TOM TUGENDHAT. MP. 13 August 2021
My friends have said I’m angry and taking the withdrawal from Afghanistan personally. They’re right. We weren’t forced out and the losses we sustained in the early years had abated to such an extent that the last British soldier killed in combat died in 2013. We chose to leave.
That’s what’s so heart-breaking for many of us. The consequences were obvious. The Afghan armed forces, trained to fight alongside Western air power, would always struggle alone. The helicopters, serviced by now-departed US contractors, wouldn’t fly and the troops would be exposed.
But more than that, leaving suddenly destroyed morale. That’s not about feeling good, it’s the belief in a future.
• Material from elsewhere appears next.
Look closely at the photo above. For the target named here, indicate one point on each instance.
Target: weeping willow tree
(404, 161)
For many Afghans, the sudden departure was a statement by the US and her allies that it’s over – good luck, goodbye.
After 20 years we walked away from a sustainable peace because it was taking too long. We stayed in Germany for more than 40 years. We’re still in Cyprus today. The US has been in South Korea since the 1950s and Japan since the Second World War. That strategic patience won the Cold War and kept the UN Green Line peaceful. We could have done the same in Afghanistan.
Keeping 10,000 Nato troops in Kabul wasn’t a huge commitment from anyone. The UK’s 750 troops and the US’s 2,500 were half a combat brigade and enabled 400,000 Afghan police and army. That’s over. Because, by leaving so suddenly, we’ve just advertised the reverse.
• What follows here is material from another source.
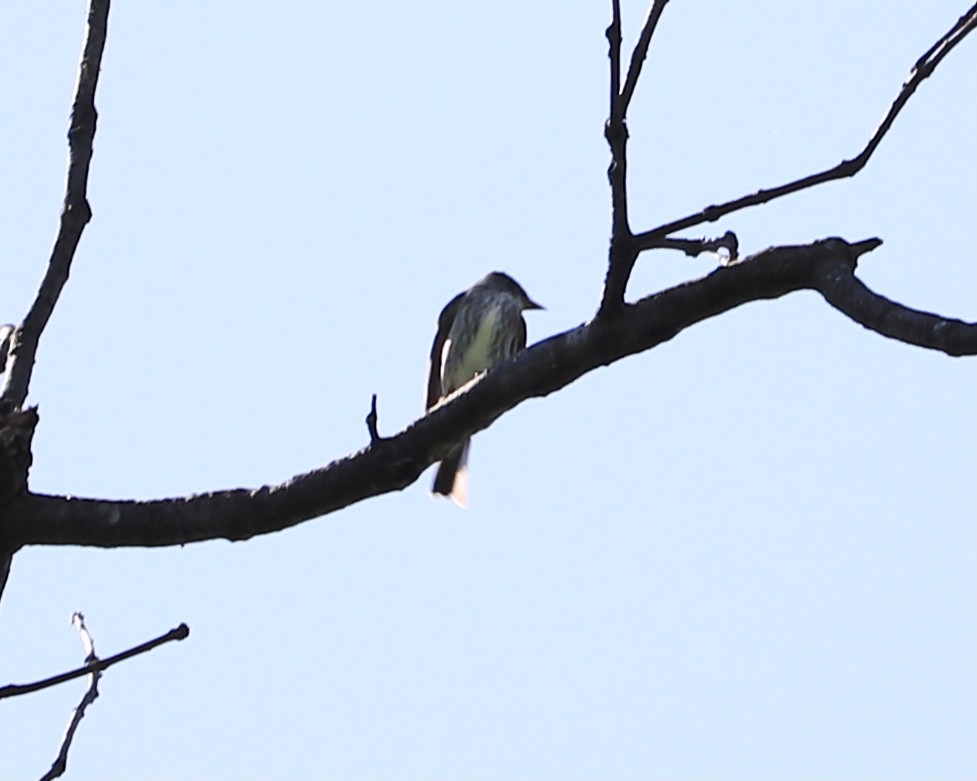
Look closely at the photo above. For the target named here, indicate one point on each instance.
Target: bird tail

As we’re talking about Global Britain, it’s worth thinking hard about what this means. Potential allies have been watching us and weighing up whether we’re as good as our word. They’re not wondering now.
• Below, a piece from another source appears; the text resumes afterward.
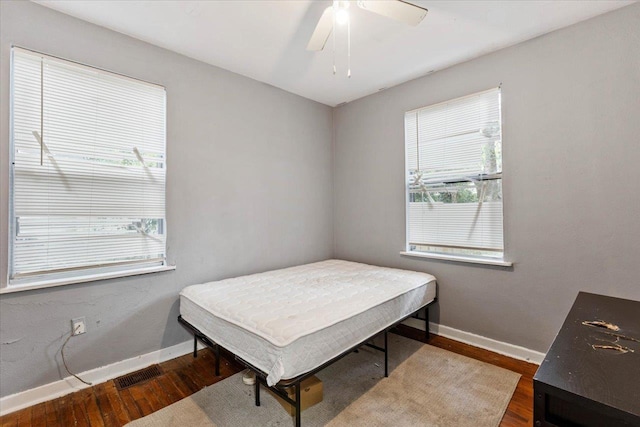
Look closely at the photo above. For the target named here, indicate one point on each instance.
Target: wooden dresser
(591, 374)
This isn’t just about Afghanistan. Around the world autocratic powers like China and Russia are forcing change in the agreements we’ve made to keep us all safe. And we know what that means – less easy trade, obstacles to cooperation, more confrontation. But despite their size, neither is able to weaken us – unless we walk away.
The G7-plus who met in Cornwall this summer account for around 70 per cent of world trade. China is less than 20 per cent and Russia isn’t even relevant. We have the financial, commercial, intellectual, military, developmental and cultural ability to defend our interests. But loans from Chinese state banks are building infrastructure as we’re cutting our aid rather than turning it into investment. Russian military support is going to countries we snub, pushing them into the arms of those who oppose us.
We can turn this around. We need to. Investing in ourselves, our allies and partners has never been easier or more important. This is a choice about the kind of world we want and allies we’ll support. So far we’re choosing to lose.